If in doubt, speak to your healthcare practitioner first about whether belladonna is appropriate for your individual health circumstances.

Does Belladonna Have Side Effects?

At standard doses, belladonna can cause some side effects like:

  • Dry mouth
  • Blurred vision
  • Photophobia (sensitivity to light)
  • Dilated pupils
  • Flushing and dry skin
  • Difficulty urinating
  • Constipation
  • Tachycardia (fast heart rate)

Higher doses can lead to more serious side effects associated with belladonna toxicity including hallucinations, confusion, delirium and seizures. Seek urgent medical care if you experience concerning side effects from belladonna.

Can You Take Belladonna Every Day?

Belladonna is not intended for long-term daily use. Treatment regimens are tailored to the individual but typically involve using belladonna for a short period of time to manage acute symptoms. For sweating and gastrointestinal spasms, intermittent use of belladonna for symptom relief when needed may be appropriate. For other indications, daily use should not extend beyond one to two weeks without medical guidance.
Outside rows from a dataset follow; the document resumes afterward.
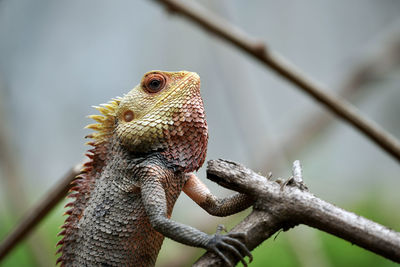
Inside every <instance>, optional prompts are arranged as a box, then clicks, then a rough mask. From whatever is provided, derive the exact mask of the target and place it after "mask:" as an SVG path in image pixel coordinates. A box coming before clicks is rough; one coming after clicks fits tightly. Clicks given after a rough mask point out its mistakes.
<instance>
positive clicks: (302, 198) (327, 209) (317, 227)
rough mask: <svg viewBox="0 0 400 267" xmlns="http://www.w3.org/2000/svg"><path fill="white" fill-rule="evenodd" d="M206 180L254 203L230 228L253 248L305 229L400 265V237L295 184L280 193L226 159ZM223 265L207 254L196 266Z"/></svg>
mask: <svg viewBox="0 0 400 267" xmlns="http://www.w3.org/2000/svg"><path fill="white" fill-rule="evenodd" d="M299 168H300V165H297V166H295V167H294V169H295V170H296V171H295V173H294V175H293V176H296V173H300V172H301V171H298V170H299ZM207 177H208V178H209V179H211V180H213V181H214V182H217V183H218V184H220V185H222V186H224V187H226V188H229V189H232V190H235V191H239V192H242V193H246V194H249V195H251V196H253V197H254V198H255V199H256V204H255V206H254V210H253V212H252V213H251V214H250V215H249V216H248V217H247V218H245V219H244V220H243V221H242V222H241V223H239V224H238V225H237V226H236V227H235V228H233V229H232V232H243V233H245V234H246V242H247V246H248V247H249V248H250V249H253V248H255V247H256V246H258V245H259V244H261V243H262V242H263V241H264V240H266V239H268V238H269V237H271V236H272V235H273V234H274V233H276V232H277V231H279V230H280V229H283V230H288V229H289V228H291V227H294V226H295V225H298V224H305V225H308V226H311V227H314V228H317V229H319V230H322V231H325V232H327V233H330V234H332V235H335V236H337V237H340V238H342V239H344V240H347V241H349V242H351V243H352V244H355V245H358V246H360V247H363V248H365V249H367V250H369V251H372V252H374V253H376V254H378V255H381V256H383V257H385V258H387V259H391V260H393V261H395V262H398V263H400V233H397V232H395V231H393V230H390V229H388V228H386V227H384V226H382V225H380V224H377V223H375V222H372V221H370V220H368V219H366V218H363V217H361V216H358V215H356V214H354V213H351V212H348V211H345V210H343V209H341V208H338V207H336V206H334V205H332V204H330V203H328V202H325V201H323V200H321V199H319V198H317V197H315V196H314V195H312V194H311V193H310V192H308V191H307V190H304V189H301V188H299V187H297V186H296V184H294V185H293V186H292V185H288V186H286V187H284V188H283V191H281V189H280V185H279V184H278V183H276V182H273V181H270V180H268V179H266V178H265V177H263V176H260V175H258V174H257V173H255V172H253V171H252V170H250V169H248V168H246V167H244V166H243V165H241V164H238V163H235V162H230V161H226V160H212V161H209V162H208V167H207ZM232 256H233V257H230V259H231V260H232V261H233V260H234V255H232ZM221 263H222V262H221V261H220V259H219V258H218V257H216V256H215V255H213V254H212V253H208V252H207V253H206V254H205V255H203V256H202V257H201V258H200V259H199V260H198V261H197V262H196V263H195V264H194V266H196V267H200V266H221Z"/></svg>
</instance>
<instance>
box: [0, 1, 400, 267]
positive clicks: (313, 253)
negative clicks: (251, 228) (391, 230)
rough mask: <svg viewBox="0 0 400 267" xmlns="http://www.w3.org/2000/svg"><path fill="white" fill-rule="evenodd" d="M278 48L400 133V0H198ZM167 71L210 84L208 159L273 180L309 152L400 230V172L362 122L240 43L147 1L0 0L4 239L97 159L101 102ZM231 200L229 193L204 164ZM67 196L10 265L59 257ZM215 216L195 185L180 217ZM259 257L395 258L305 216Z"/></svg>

Speak to your naturopath or health practitioner to develop an appropriate dosing regimen per your symptoms and health status.
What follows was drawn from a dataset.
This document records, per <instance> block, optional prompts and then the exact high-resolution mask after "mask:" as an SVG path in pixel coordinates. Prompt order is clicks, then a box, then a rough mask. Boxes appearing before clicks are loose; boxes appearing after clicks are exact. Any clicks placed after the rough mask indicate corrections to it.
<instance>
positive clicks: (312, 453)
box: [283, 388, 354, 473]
Is Belladonna Safe With Other Medications?

Belladonna can potentially interact with many common medications. Drugs with anticholinergic properties, including certain antihistamines, tricyclic antidepressants, bladder antispasmodics, and Parkinson’s medications are most likely to interact with belladonna. Over-the-counter sleeping pills, dramamine, oxybutynin and diphenoxylate are also among interacting drugs. Combining these could lead to excessive anticholinergic effects. Make sure your doctor is aware of any belladonna use before prescribing or taking new medications.

Does Belladonna Show Up On Drug Tests?

It is unlikely that belladonna would lead to a positive drug test. Standard workplace drug panels do not test for belladonna alkaloids or atropine. However, belladonna properties can sometimes interfere with certain urine tests. Urine samples may need dilution or special preparation to get accurate readings after taking belladonna. Inform the testing coordinator if you’ve recently used belladonna products to ensure proper precautions are taken. Routine drug tests are not designed to pick up this herbal compound though.
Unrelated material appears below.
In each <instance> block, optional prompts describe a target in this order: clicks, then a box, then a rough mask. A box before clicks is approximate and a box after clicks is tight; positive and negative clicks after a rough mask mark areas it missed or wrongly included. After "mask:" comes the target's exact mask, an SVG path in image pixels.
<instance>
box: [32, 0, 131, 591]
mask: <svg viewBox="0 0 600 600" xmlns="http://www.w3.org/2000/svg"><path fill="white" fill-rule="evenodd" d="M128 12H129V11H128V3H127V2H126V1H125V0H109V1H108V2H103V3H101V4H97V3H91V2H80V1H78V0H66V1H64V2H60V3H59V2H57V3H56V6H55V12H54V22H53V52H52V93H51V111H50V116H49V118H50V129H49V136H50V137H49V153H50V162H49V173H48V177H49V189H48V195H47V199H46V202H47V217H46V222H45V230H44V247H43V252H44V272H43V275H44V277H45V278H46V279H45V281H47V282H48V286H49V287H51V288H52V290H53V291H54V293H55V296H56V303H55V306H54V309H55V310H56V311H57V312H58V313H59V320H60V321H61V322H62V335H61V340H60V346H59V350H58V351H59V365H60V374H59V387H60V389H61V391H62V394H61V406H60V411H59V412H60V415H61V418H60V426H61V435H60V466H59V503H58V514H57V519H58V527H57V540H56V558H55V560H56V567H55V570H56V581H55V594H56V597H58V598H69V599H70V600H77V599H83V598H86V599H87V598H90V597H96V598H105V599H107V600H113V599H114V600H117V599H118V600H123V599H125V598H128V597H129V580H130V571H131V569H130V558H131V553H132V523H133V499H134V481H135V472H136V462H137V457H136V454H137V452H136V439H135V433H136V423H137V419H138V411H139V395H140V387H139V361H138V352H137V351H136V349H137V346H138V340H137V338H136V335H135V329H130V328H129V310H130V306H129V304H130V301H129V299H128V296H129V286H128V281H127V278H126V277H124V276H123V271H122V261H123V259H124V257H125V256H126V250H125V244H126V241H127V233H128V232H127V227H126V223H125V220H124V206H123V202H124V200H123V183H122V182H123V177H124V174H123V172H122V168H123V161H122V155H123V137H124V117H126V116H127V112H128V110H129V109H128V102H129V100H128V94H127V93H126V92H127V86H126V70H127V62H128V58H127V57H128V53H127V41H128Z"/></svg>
Can You Overdose On Belladonna?

Yes, taking too much belladonna can result in overdose called belladonna poisoning. Consuming as few as 2 berries from the Belladonna plant can be fatal. With prepared belladonna supplements, overdose is still possible if vastly exceeding doses or through combining with interacting drugs.

Overdose symptoms require emergency treatment and may include:

  • Hallucinations
  • Dilated pupils
  • Blurred vision
  • Dry flushed skin
  • Tachycardia
  • Difficulty breathing
  • Confusion
  • Agitation
  • Slurred speech
  • Fatigue
  • Coma

Seek immediate medical help if you experience these severe effects after taking belladonna.